Plastiques, papiers, cartons, cannettes... Une ribambelle d'emballages défile à toute vitesse sur les tapis roulants imbriqués du sol au plafond. Collectés dans les bacs jaunes de 520 000 Girondins, ces déchets sont triés automatiquement par taille, forme, puis matière, avant de passer par une ultime vérification humaine.
Ce processus minutieux se déroule au cœur du centre de tri de Saint-Denis-de-Pile, près de Libourne, inauguré le 20 décembre 2024. À l'issue de ce parcours, les 34 000 tonnes d'emballages triés chaque année sont compactées, puis acheminées vers des sites de valorisation, dont 80 % se trouvent en France.

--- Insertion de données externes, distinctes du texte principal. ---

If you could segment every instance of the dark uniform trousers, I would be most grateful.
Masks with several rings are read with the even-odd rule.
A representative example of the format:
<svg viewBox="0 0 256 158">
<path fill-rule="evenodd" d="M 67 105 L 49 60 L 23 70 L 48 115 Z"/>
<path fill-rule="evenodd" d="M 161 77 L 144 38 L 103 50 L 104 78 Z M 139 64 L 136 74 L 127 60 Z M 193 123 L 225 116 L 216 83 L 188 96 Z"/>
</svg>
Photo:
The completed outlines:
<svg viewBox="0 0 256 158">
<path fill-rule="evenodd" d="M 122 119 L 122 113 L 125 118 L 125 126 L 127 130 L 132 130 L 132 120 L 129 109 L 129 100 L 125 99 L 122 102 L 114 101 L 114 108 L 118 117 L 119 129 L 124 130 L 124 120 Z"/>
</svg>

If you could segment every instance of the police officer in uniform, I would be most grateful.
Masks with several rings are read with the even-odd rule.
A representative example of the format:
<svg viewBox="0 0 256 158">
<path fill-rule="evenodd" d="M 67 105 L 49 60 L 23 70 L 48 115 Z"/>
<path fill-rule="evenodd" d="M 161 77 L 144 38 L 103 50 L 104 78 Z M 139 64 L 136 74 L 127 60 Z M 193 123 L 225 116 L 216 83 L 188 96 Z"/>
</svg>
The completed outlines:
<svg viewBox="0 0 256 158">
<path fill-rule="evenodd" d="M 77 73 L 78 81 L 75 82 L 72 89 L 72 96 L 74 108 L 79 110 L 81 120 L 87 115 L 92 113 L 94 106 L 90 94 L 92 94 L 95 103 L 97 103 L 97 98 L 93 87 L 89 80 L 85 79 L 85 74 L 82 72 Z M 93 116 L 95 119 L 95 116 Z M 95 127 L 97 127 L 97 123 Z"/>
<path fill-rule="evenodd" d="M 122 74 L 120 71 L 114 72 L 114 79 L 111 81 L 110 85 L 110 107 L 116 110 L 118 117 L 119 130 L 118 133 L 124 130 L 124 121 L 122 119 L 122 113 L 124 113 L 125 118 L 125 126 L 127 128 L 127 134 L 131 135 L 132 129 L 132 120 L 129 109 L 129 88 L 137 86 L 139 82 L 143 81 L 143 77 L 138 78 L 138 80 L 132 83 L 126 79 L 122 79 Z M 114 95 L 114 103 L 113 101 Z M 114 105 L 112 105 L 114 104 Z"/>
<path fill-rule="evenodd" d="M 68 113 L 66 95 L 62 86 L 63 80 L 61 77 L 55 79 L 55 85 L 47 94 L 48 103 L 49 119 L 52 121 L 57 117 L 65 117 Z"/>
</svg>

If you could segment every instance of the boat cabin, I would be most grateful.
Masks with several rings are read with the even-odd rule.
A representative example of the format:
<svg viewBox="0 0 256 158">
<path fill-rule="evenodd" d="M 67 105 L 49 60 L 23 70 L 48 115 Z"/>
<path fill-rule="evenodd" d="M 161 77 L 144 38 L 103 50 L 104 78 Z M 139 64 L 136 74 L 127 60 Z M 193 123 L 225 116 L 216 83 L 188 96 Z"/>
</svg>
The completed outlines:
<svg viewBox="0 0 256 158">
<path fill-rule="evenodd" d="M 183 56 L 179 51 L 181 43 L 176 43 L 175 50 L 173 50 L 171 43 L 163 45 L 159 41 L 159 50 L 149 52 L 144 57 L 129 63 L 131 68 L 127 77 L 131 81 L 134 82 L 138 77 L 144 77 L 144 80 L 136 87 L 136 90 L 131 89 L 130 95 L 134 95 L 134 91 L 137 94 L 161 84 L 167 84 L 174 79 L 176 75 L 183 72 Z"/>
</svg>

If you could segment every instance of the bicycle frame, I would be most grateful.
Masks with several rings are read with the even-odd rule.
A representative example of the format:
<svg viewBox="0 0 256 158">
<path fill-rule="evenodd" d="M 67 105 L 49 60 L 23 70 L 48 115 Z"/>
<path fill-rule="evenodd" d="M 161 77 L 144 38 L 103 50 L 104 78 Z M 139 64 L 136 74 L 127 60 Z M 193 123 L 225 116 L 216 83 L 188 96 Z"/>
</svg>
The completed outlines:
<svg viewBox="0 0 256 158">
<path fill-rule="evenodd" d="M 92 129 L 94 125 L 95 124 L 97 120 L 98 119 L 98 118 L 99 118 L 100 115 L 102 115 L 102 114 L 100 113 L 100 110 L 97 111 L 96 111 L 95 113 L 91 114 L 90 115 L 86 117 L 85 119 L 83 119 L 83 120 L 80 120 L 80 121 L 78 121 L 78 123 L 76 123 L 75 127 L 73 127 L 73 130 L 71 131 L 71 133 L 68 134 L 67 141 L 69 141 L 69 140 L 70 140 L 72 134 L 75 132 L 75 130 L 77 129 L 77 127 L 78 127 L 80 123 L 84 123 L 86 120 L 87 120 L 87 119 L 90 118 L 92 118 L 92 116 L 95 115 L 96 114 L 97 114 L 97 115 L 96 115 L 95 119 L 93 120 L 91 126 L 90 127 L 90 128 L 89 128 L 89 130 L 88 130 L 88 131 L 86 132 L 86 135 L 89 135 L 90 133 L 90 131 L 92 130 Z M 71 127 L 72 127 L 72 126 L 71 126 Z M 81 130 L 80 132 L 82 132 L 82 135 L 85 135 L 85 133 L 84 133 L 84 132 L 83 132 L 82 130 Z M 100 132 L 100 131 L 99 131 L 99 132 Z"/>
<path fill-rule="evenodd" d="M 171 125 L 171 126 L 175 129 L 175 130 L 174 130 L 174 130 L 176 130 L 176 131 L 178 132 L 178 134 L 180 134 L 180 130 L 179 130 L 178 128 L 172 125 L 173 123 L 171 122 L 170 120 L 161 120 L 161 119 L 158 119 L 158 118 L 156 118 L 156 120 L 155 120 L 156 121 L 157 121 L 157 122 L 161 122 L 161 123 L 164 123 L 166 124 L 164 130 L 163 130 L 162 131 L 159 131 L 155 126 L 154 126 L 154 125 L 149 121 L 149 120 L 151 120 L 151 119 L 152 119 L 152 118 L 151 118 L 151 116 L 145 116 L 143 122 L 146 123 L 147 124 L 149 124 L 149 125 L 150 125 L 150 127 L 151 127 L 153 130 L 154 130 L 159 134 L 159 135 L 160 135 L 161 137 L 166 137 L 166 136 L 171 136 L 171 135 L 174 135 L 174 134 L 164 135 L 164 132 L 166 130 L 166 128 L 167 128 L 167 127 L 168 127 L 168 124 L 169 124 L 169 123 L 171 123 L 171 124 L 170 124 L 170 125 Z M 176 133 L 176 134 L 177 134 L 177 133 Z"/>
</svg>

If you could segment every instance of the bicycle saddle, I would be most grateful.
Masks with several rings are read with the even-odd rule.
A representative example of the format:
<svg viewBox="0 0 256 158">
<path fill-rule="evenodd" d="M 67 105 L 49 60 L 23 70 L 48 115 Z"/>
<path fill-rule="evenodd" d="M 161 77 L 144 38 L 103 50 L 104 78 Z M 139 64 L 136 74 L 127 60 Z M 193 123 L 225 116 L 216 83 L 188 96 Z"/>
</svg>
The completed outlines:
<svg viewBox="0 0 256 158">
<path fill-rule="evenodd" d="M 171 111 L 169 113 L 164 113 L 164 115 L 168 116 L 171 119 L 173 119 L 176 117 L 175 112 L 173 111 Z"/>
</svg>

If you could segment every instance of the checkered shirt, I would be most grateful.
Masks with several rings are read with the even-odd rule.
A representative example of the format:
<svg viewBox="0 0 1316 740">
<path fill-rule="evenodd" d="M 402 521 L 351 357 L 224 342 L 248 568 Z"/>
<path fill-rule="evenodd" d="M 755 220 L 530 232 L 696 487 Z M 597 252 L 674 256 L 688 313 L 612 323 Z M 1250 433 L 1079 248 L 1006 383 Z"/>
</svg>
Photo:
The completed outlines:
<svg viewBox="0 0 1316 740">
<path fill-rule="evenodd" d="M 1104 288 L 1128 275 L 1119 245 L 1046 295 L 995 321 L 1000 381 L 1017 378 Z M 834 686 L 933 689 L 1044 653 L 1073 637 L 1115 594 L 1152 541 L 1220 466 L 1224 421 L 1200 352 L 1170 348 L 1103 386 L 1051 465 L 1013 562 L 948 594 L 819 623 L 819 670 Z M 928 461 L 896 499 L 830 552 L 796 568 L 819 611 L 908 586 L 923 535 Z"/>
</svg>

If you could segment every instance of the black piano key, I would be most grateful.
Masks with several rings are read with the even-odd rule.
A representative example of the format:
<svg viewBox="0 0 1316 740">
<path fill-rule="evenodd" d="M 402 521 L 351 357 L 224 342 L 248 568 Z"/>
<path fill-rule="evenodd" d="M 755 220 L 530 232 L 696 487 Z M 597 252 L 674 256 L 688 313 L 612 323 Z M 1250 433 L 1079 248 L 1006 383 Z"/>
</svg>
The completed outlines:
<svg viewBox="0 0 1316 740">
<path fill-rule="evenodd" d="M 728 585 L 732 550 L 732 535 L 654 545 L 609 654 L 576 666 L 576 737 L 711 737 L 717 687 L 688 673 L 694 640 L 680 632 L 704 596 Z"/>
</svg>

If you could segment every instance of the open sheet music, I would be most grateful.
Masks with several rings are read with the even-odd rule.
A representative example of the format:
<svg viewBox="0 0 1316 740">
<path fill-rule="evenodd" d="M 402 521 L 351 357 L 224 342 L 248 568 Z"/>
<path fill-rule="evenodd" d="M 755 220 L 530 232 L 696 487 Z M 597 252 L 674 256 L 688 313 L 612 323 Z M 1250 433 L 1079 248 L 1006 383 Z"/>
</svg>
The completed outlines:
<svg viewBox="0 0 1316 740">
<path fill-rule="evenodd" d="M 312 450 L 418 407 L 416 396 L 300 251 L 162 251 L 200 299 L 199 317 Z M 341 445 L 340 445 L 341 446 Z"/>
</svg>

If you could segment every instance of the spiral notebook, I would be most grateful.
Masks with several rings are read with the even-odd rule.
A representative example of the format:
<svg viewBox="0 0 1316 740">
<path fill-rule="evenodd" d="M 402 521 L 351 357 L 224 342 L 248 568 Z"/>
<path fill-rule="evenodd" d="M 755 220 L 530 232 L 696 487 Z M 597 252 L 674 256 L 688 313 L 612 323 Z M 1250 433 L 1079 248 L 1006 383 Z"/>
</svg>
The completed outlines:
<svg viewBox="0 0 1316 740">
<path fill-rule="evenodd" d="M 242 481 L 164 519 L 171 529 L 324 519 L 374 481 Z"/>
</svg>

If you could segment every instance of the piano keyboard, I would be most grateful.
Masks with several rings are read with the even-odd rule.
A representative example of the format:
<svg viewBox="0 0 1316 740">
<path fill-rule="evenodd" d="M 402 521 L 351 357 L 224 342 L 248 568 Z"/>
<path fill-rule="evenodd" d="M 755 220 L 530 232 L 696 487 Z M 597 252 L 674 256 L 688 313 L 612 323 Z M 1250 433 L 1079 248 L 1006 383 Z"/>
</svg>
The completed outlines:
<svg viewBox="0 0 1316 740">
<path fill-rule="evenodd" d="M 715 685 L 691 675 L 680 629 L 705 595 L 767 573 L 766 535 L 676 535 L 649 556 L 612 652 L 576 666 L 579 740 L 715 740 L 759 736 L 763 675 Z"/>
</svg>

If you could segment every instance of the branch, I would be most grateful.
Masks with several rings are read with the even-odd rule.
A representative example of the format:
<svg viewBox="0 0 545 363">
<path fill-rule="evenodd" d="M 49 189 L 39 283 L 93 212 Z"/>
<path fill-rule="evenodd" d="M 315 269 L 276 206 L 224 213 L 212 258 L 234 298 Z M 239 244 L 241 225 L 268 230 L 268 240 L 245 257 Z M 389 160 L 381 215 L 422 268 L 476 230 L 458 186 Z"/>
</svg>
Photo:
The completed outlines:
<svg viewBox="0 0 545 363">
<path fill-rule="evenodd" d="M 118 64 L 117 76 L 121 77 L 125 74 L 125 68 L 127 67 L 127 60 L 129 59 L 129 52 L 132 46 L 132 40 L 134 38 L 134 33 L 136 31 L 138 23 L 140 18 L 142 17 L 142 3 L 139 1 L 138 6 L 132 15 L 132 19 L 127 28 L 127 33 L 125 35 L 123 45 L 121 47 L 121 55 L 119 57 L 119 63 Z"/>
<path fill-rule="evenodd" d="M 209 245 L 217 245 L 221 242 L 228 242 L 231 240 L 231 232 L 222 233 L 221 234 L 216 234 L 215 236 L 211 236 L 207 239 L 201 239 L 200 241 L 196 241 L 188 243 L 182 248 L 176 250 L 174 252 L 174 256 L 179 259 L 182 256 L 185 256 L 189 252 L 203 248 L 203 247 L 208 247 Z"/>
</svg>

Une société publique locale à la manœuvre
Au-delà de ses capacités techniques dernier cri, cet outil industriel a la particularité d'être porté conjointement par sept syndicats de traitement des déchets représentant environ un tiers de la population girondine. Un montage inédit pour un investissement de cette ampleur qui s'élève à 27 millions d'euros. Le monde des déchets est en effet un univers complexe ou les acronymes d'acteurs publics sont aussi nombreux que les types de matières à collecter.
Photo d'illustration (Crédits : PC / La Tribune)
Les « balles » de déchets triés dans le centre de TriGironde à Saint-Denis-de-Pile (crédits : PC / La Tribune).
Et la Gironde, plus vaste département de France, doit s'adapter à la fois aux 20.000 nouveaux habitants qui s'y installent chaque année et à l'extension des consignes de tri. De quoi inciter à la mutualisation : « Ce nouveau centre de tri est l'aboutissement d'un long chemin semé d'embûches débuté en 2015 avec l'évolution de la législation puis avec la création d'une société publique locale [SPL] commune en 2019. Il a fallu convaincre beaucoup de monde pour en arriver là », rembobine Christophe Doray, le président de cette SPL baptisée TriGironde.